Quella lunghissima notte aveva perfino pregato, pregato chiunque ci fosse
lassù di non portargli via l’ultima famiglia che gli era
rimasta.
Con
cura infinita, lo aveva curato per giorni e notti lunghissime, senza mai
staccarsi da lui: gli aveva cambiato le bende sporche, asciugato lacrime e
sudore nel delirio della febbre, tenuto la mano quando, nell’incoscienza, lo
cercava, lo chiamava, lo implorava.
Senza
dire nulla.
Senza
pensare.
Senza
voler pensare.
Perché farlo voleva dire ricordare, ricordare di essere stato lui
l’artefice di quel massacro.
“Sammy…” mormorò Dean, aprendo finalmente gli occhi: “Acqua…” tossì il
bruno, rabbrividendo di freddo.
Il
biondo prese il bicchiere e, tenendogli la testa sollevata, lo aiutò a bere; al
contatto con il liquido fresco, il ferito inghiottì sorsate su sorsate, arso
dalla febbre e disidratato: “Ehi, fai piano, non scappa nulla!” lo rimproverò
l’infermiere improvvisato.
Il
fratello si lasciò poi ricadere sui cuscini, esausto, guardando con disappunto
la flebo di fortuna approntata da Sam: “Sicuro che questa roba funzioni?” chiese
sospettoso lui, “Si, Bobby ha detto che sei stato fortunato, MOLTO fortunato.”
disse solo l’altro in risposta, tenendo lo sguardo ostinatamente
basso.
Dean
gli prese la mano, stringendogliela con tale forza che sembrava volergliela
spezzare: “Guardami quando mi parli, non mi va di non vederti in faccia.”
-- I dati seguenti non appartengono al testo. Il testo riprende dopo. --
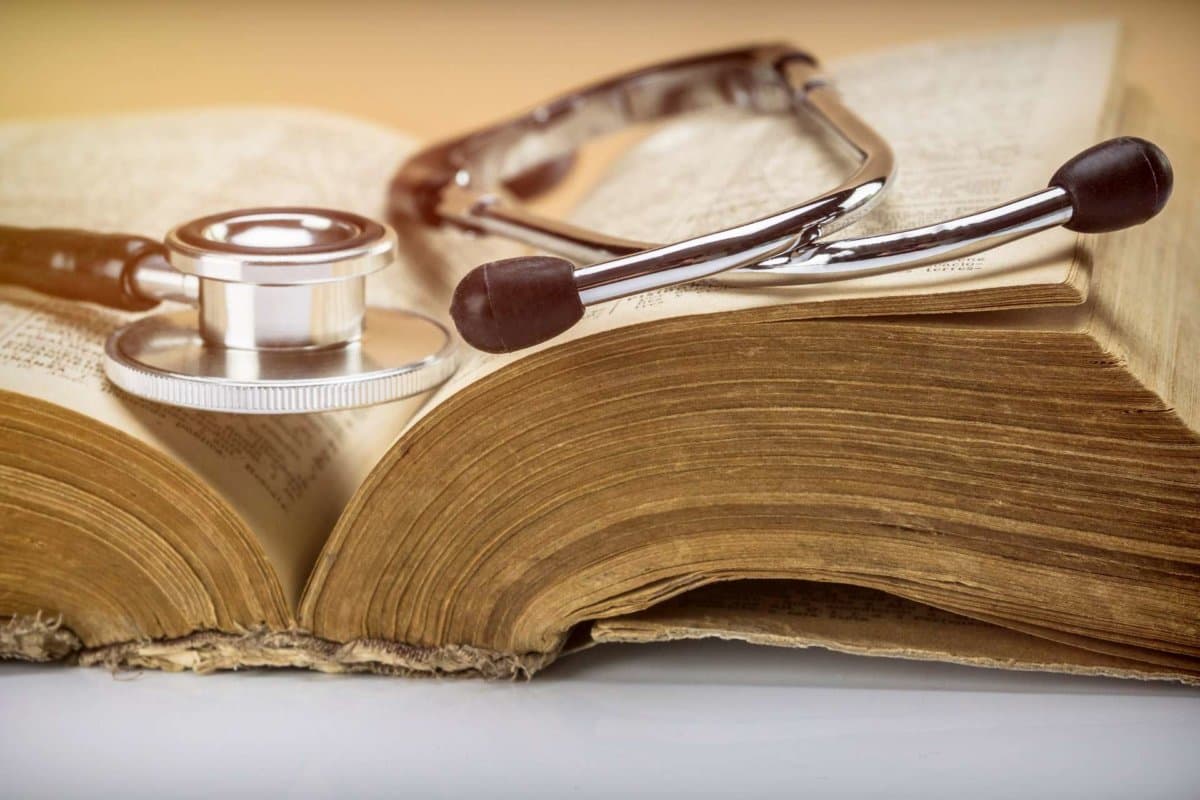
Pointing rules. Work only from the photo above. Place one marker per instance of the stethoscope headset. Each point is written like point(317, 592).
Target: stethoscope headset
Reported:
point(281, 323)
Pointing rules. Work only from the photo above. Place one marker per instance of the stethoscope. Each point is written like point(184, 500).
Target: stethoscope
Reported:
point(282, 324)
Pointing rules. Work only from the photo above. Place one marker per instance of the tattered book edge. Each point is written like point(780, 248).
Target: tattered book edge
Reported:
point(635, 633)
point(37, 638)
point(42, 639)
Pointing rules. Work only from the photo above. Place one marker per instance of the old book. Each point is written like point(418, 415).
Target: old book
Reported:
point(994, 461)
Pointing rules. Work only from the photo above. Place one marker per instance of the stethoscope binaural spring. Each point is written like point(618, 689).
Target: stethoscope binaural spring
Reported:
point(474, 182)
point(282, 323)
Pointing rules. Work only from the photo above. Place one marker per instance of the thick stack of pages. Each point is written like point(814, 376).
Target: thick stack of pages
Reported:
point(994, 461)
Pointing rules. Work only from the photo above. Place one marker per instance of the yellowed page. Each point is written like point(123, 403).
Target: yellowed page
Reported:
point(289, 476)
point(973, 122)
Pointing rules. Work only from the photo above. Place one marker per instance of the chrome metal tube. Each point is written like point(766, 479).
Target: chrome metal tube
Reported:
point(906, 250)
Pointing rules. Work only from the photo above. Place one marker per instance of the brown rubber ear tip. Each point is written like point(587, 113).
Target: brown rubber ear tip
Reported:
point(516, 302)
point(1116, 184)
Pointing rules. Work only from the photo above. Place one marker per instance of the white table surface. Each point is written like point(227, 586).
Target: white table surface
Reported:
point(702, 719)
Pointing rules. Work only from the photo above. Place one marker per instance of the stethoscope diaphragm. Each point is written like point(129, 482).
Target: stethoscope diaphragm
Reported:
point(282, 324)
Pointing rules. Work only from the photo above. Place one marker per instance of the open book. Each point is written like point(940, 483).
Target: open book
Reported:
point(994, 461)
borbottò lui, obbligandolo ad alzare la testa, “E non fare quella faccia, non
sono mica morto!” cercò di ridere il bruno, ma anche quel semplice movimento gli
era praticamente impossibile, non c’era muscolo che non gli
dolesse.
Un
peso considerevole gli atterrò sulle costole doloranti, una mezza imprecazione
gli salì alle labbra ma se la rimangiò seduta stante non appena riconosciuto il
calore che lo avvolgeva e la stretta attorno al suo
collo.
E poi
le labbra che gli sfioravano affettuosamente la pelle appena rimarginata,
seguendo un percorso di lacrime impercettibilmente
segnato.
“Mi
spiace…”
Due
parole così semplici e al tempo stesso così
laceranti…
Dean
quasi poteva vedere il cuore del ragazzo più giovane
spezzarsi.
“Non
dire cazzate, fratellino!” lo rimbrottò, allungandosi a dargli un coppino sulla
nuca incautamente scoperta, “Siamo fratelli, amici, amanti, siamo una famiglia.
Viviamo sul filo del rasoio, e se queste ferite mi hanno permesso di salvarti…
Beh, me le farei infliggere altre cento volte, sono stato chiaro a
sufficienza?”.
E per
sottolineare meglio la cosa, lo baciò.
Un
bacio che non restò isolato.
Perché anche Sam diede il suo contributo misto a coccole piene d’amore
che, almeno per quella volta, Dea non
rifiutò.
Dopotutto, a volte era bello farsi viziare.